PIKAMAB announces the development of ADCC Therasight, a novel theragnostic product

PIKAMAB, a stratified medicine biopharmaceutical company, announced today that it is developing ADCC TherasightTM, a novel theragnostic product that can help guide the drug development process and patient treatment protocols for the cancer therapeutic antibodies that use ADCC (antibody-dependent cellular cytotoxicity) as the major mechanism of action.

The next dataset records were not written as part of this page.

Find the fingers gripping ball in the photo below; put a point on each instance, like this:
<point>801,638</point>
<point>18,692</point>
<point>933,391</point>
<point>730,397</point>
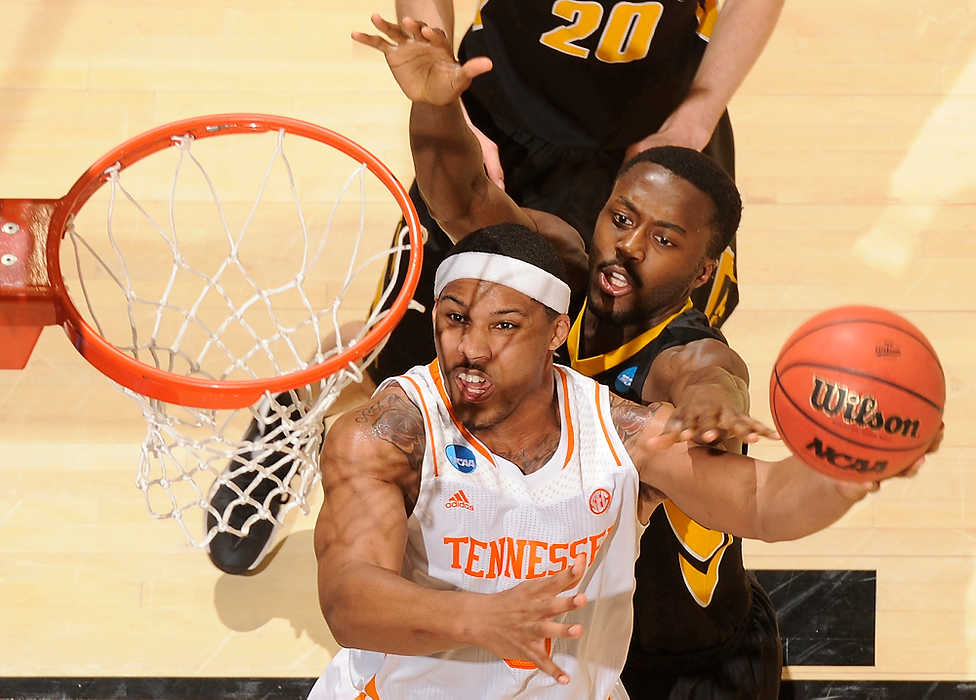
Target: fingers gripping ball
<point>857,392</point>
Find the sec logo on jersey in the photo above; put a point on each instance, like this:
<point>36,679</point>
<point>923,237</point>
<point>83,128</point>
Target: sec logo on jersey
<point>461,458</point>
<point>599,501</point>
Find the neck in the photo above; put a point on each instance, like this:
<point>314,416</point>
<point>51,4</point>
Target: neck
<point>530,435</point>
<point>603,335</point>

ADCC Therasight uses PIKAMAB’s proprietary stratification method, 3x3 MatrixTM, to measure the ADCC profile of patients by stratifying them into nine distinct groups. This involves two-dimensional stratification of the functional polymorphisms present in two key receptors, FcGR-3A and FcGR-2A. These receptors expressed on immune effector cells are responsible for binding to therapeutic antibodies and mediate killing of cancer cells by a process called ADCC.

Ronald Levy, M.D., at Stanford University School of Medicine provided clinical evidence that both FcGR-2A and FcGR-3A receptors dictate the therapeutic response rate of B-cell non-Hodgkin’s lymphoma (B-NHL) patients to rituximab treatment. This was based on a well defined, retrospective analysis of patient samples from B-NHL patients who were treated with rituximab as a monotherapy (no chemotherapy or radiation therapy involved) and followed for over 10 years. According to this study, ~4% of the patients were excellent responders with longer progression-free survival, ~30% were moderate responders, and ~65% were poor responders with shorter remissions.

Rituximab uses ADCC as the major mechanism of action in B-NHL indication. “Out of ~200 or so antibodies in the drug development pipeline, a significant number of antibodies are expected to use ADCC as a primary mechanism of action, and you can see this relatedness in sufficiently powered clinical studies when ADCC Therasight is used,” said Vijay Ramakrishnan, Ph.D., CEO of PIKAMAB.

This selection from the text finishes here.